Everything was blurry, indistinct, bruised. She blinked hard, trying to make out the contours of the room, trying to think what was best for her to do. But she knew she wouldn’t get many chances like this one, that it must have been some oversight that she was allowed to wake now, and that her husband was not given to many of those. In her dreams, Teddy had come to save her, but in real life he had made it to the door and his profound sense of decorum had blinded him to her situation. All she could think was: the stairs, the door, the street. Then she brushed aside the heaping covers and stumbled forward on trembling feet.

She had always stepped lightly. It was one of the pretty things that used to be written about her in the society pages. She moved with such grace on the dance floor, one wouldn’t even know she was there, except that of course one could never take their eyes off her. That was how Elizabeth Holland had been, and she found those qualities served her well now as she moved like a ghost into the hall.

There was a touch of moonlight coming through the fanlight above the front entry. Everything else was a spreading darkness. Perhaps, she thought as she came onto the second-floor landing, her training to become a very marriageable debutante would one day make her a great cat burglar, too. But this was a whimsical direction, and her situation was very grave, and she wondered what that clear, cloying stuff that Snowden soaked his handkerchief in before smothering her mouth and nostrils was, and whether it didn’t make her a little daffy besides causing her to fall asleep.

This distracting notion allowed her pulse to slow just slightly as she came, almost, to the top of the stairs. Then she heard the creak of a board not far below her, and all of her instincts lurched. She knew it was Snowden, though she could hardly see anything. A trace of moonlight caught in the bottle of clear liquid he was carrying. So it was only his being a little late in coming to put her down again that had allowed her this opportunity. The vileness of his intention swept over her. The man whose home she’d promised to make for the rest of her life, before God and everybody, was engaged in nothing less than the extermination of her family. She had never experienced rage of the kind she felt now. It coursed through her like electricity.

In her mind’s eye she saw Will just before he was gone, his face so full of fear and confusion, his whole body traumatized with pain. As Snowden was nearing the top of the steps, his movements slowed, perhaps because he had only recently woken up. She could make him out now, his eyes cast down but his purpose plain in his limbs. He hadn’t noticed her — but then she hadn’t so much as dared inhale since hearing him on the stair. His breath was full and even, like that of a man who slept soundly in a soft bed. He still had not seen her as she took hold of the banister. That she was there, upright and watchful, didn’t fully occur to him — his eyes growing popeyed at the sight — until after she put her arms forward and pushed hard against his chest.

There could never be a contest of strength between these two. He was solid, and she was practically a wraith, unbalanced by her immense belly. Was it her rage that gave her such force, or some mother-wolf instinct, or had God’s hand worked through her in that moment of peril? Later, when her body was no longer so storm-tossed by terror and emotion, she would come to see that it was Will who had been there, in her, like the winged angel she’d dreamed about, protecting her one final time.

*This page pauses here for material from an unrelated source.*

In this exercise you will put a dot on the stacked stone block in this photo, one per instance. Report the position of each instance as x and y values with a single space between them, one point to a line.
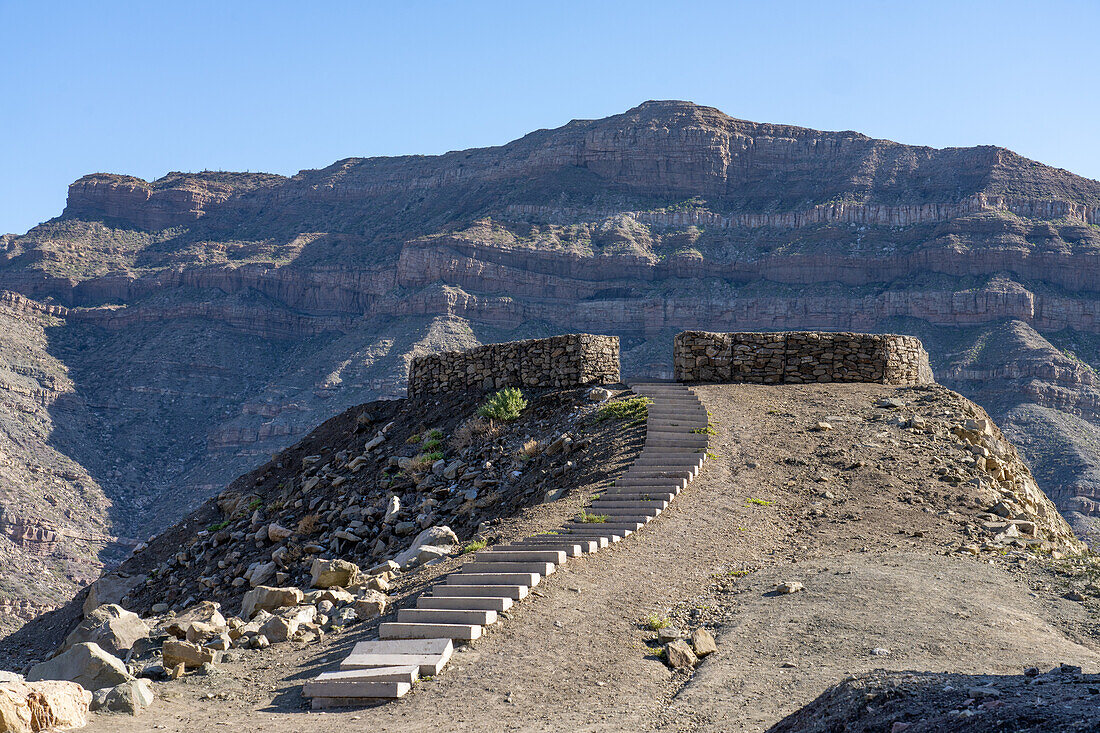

The impact of that push was sudden and great. Snowden’s slippers skidded against the step, and then his arms wheeled. The whites of his eyes grew huge, and he looked at the small, blond thing he had so easily kept subdued for many days now. But it was too late for him; the earth pulled him down hard, and not in any kind way. He hit the bottom of the stairs with a thud and a bone-snapping crack. After that Elizabeth took several quite audible breaths and still felt no kind of calm. She placed her hand on her belly, to try and stop the trembling there. The rest of her was a lost cause.

Then she tiptoed forward, to see what she had done.